Vettel started on the front row of the grid at Interlagos but was passed by Valtteri Bottas into the first corner, by Max Verstappen a few laps later and then fell to fifth when he ran wide after locking up at Turn 4.
He eventually finished a distant sixth after being overtaken by Daniel Ricciardo and making a second pitstop, having earlier been ordered to let team-mate Kimi Raikkonen through.
Ferrari team principal Maurizio Arrivabene said after the race: “Right from the formation lap, we became aware of a problem with a sensor on Seb’s car.
“This meant that, for the whole race, he had to run different settings to those we would have normally used and that made the car difficult to drive.”
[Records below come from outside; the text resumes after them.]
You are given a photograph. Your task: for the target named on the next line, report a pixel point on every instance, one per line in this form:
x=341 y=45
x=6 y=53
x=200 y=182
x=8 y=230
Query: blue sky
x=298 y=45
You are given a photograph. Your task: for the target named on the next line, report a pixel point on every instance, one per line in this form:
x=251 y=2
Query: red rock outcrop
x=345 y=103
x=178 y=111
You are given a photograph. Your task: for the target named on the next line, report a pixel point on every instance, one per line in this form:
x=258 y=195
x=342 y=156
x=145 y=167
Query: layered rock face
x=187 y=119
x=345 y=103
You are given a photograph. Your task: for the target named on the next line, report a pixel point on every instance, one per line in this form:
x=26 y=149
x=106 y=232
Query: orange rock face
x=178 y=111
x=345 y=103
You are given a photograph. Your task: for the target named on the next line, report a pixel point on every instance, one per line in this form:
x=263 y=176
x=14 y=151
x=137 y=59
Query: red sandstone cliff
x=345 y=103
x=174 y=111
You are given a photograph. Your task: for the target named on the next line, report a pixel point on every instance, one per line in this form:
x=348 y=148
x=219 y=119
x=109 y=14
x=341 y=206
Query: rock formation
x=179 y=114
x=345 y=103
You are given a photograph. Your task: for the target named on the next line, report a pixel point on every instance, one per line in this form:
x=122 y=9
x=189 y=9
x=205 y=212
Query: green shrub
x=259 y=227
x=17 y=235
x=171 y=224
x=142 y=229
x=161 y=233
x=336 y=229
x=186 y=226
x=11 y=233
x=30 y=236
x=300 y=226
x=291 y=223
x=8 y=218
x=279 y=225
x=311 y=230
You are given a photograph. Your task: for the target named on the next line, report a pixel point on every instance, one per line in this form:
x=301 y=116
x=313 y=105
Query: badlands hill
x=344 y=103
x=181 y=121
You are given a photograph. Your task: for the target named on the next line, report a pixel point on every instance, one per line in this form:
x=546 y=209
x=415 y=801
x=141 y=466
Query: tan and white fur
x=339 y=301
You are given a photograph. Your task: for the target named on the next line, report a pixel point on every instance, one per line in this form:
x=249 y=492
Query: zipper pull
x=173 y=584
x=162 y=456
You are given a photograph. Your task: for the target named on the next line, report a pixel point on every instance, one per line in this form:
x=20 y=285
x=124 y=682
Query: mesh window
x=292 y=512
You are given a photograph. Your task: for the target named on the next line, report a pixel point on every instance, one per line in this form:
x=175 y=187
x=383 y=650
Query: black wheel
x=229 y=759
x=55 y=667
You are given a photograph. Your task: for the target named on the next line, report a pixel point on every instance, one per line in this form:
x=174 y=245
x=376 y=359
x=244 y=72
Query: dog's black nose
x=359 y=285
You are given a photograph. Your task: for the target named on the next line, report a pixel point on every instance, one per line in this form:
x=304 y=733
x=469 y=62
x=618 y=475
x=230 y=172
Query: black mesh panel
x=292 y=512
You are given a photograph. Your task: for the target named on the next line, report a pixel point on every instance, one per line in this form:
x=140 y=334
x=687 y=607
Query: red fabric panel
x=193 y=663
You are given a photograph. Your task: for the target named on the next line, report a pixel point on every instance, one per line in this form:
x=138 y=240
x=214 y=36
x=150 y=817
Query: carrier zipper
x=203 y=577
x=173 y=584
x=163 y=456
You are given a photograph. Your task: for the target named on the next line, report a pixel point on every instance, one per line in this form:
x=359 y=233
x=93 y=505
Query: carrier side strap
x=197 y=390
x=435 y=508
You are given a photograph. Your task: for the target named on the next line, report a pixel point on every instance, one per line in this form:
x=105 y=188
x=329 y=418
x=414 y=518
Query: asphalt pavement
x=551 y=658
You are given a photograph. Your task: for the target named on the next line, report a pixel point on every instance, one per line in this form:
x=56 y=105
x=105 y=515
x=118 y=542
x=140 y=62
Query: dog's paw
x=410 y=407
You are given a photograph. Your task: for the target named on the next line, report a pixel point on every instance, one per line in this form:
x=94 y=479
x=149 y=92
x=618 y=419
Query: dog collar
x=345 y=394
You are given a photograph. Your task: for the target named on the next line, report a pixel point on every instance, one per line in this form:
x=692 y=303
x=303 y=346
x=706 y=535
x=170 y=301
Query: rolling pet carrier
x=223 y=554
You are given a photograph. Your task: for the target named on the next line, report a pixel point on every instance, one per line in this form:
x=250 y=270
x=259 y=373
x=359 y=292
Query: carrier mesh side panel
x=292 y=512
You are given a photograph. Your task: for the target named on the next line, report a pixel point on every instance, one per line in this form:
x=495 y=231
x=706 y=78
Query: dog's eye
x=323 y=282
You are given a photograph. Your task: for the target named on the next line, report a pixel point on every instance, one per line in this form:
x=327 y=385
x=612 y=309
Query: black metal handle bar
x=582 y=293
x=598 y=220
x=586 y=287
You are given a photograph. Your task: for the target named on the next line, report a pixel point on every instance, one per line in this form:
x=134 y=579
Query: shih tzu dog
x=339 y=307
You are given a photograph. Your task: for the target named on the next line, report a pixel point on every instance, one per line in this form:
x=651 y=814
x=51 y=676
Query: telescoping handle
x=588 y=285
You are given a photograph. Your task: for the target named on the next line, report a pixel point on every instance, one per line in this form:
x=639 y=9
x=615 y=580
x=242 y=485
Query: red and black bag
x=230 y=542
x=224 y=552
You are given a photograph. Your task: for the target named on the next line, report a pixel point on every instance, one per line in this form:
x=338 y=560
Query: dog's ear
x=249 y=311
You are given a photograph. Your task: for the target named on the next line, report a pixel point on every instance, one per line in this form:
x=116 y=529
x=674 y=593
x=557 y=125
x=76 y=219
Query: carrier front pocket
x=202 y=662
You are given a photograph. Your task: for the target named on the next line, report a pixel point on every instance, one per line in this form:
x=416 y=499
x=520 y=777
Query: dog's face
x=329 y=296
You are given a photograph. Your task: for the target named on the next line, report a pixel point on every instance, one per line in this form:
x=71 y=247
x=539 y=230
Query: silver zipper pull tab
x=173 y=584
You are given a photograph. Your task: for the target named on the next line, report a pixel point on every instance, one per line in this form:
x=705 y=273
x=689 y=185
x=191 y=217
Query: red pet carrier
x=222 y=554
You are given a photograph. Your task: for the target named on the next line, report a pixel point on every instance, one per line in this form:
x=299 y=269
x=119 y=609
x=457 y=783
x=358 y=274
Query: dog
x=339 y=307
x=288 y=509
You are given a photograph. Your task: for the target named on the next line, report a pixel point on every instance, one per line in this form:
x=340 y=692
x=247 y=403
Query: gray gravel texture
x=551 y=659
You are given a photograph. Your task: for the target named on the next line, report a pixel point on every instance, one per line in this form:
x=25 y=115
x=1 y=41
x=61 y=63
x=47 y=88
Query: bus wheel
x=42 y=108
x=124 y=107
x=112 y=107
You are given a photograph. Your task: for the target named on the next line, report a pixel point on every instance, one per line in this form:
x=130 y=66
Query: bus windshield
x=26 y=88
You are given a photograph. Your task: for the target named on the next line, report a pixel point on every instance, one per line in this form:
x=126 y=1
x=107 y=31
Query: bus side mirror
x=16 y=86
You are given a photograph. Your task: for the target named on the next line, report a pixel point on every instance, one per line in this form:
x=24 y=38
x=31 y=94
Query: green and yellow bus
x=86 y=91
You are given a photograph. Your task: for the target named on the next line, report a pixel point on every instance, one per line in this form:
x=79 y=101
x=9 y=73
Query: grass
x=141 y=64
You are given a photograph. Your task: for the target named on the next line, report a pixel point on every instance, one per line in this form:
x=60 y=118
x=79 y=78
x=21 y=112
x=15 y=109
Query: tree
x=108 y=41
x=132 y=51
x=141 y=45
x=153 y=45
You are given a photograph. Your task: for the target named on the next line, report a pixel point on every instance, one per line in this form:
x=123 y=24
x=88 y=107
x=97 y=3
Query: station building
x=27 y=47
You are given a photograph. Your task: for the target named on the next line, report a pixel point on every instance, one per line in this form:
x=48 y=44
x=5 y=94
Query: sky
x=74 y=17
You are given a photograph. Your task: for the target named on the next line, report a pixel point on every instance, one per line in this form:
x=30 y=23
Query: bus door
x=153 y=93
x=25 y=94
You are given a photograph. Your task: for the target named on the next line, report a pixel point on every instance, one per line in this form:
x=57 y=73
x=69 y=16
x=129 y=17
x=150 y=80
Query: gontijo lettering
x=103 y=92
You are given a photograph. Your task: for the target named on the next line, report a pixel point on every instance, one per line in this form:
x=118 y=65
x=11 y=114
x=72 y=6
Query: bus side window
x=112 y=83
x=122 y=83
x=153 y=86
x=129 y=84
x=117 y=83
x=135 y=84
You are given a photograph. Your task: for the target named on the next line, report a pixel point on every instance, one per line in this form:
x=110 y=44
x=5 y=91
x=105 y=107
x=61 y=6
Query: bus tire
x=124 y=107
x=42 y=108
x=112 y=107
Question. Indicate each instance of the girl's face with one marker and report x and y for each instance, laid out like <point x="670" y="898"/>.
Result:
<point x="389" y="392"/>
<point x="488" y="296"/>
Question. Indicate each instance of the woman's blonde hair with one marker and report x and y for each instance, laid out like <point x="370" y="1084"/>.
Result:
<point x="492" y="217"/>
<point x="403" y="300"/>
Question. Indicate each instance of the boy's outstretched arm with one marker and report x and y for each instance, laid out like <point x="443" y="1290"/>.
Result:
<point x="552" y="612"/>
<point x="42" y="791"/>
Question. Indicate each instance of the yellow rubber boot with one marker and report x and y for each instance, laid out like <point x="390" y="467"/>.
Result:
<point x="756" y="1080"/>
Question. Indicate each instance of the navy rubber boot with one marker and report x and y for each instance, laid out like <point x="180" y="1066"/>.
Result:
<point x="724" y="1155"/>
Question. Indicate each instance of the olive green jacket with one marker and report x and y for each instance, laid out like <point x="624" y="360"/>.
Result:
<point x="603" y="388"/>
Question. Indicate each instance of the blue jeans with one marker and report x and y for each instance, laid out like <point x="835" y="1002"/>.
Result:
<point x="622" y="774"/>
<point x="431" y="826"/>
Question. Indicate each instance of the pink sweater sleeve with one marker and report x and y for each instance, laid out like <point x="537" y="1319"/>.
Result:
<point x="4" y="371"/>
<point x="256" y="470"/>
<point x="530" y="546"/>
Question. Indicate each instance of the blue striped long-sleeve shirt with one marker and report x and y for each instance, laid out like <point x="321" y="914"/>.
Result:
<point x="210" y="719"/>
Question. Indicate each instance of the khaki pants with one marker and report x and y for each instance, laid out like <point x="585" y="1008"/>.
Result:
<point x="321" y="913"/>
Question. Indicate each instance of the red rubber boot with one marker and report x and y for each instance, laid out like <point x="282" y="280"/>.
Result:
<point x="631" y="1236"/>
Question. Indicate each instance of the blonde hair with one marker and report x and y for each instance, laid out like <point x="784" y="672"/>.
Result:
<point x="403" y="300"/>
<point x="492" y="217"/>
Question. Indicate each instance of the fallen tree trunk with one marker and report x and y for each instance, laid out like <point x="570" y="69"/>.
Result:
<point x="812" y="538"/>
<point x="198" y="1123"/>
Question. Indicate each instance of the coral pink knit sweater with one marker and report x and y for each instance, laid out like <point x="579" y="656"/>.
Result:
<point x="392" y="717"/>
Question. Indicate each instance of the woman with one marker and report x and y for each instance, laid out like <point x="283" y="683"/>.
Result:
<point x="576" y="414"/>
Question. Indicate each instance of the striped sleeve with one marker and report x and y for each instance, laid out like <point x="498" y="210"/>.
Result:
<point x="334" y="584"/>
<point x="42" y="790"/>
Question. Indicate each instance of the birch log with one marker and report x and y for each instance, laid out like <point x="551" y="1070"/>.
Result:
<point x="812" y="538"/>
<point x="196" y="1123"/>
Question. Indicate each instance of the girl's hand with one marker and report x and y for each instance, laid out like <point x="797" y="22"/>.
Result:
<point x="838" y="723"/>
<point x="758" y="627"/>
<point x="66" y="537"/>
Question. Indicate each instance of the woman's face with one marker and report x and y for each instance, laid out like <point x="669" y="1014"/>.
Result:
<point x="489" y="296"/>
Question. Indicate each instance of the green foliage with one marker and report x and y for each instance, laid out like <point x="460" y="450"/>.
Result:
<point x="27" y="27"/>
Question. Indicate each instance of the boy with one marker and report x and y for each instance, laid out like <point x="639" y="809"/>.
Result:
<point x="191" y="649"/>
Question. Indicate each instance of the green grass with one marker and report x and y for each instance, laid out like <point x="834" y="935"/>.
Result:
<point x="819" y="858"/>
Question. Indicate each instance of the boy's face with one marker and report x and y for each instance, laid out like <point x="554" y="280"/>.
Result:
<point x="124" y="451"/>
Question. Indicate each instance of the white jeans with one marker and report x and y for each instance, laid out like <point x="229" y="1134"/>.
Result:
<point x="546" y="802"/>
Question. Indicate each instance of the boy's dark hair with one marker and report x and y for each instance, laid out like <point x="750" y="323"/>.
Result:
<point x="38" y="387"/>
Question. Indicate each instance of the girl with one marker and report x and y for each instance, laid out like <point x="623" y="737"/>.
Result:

Vettel said he was not sure how much of a difference the sensor made and that in the car he tried to do everything he could to work around it.
Having started on soft tyres to Mercedes’ and Red Bull’s supersofts, Ferrari was declared the “favourite” ahead of the grand prix.
Vettel briefly thought his team was “quids in” when his rivals had a brief drop in performance early in the stint but realised it was short-lived and said he expected his rivals to suffer more on the softer compounds.
“The supersoft didn’t struggle enough, let’s put it that way,” said Vettel.
“You could see they had two or three laps where they were in some pain and we thought now we are quids in, but they were faster before and after that phase.
“They were fast, the supersoft was fast, faster arguably, and lasted long enough.
“I don’t think before the race anyone thought a supersoft-soft [race strategy] was feasible but it was actually no problem.”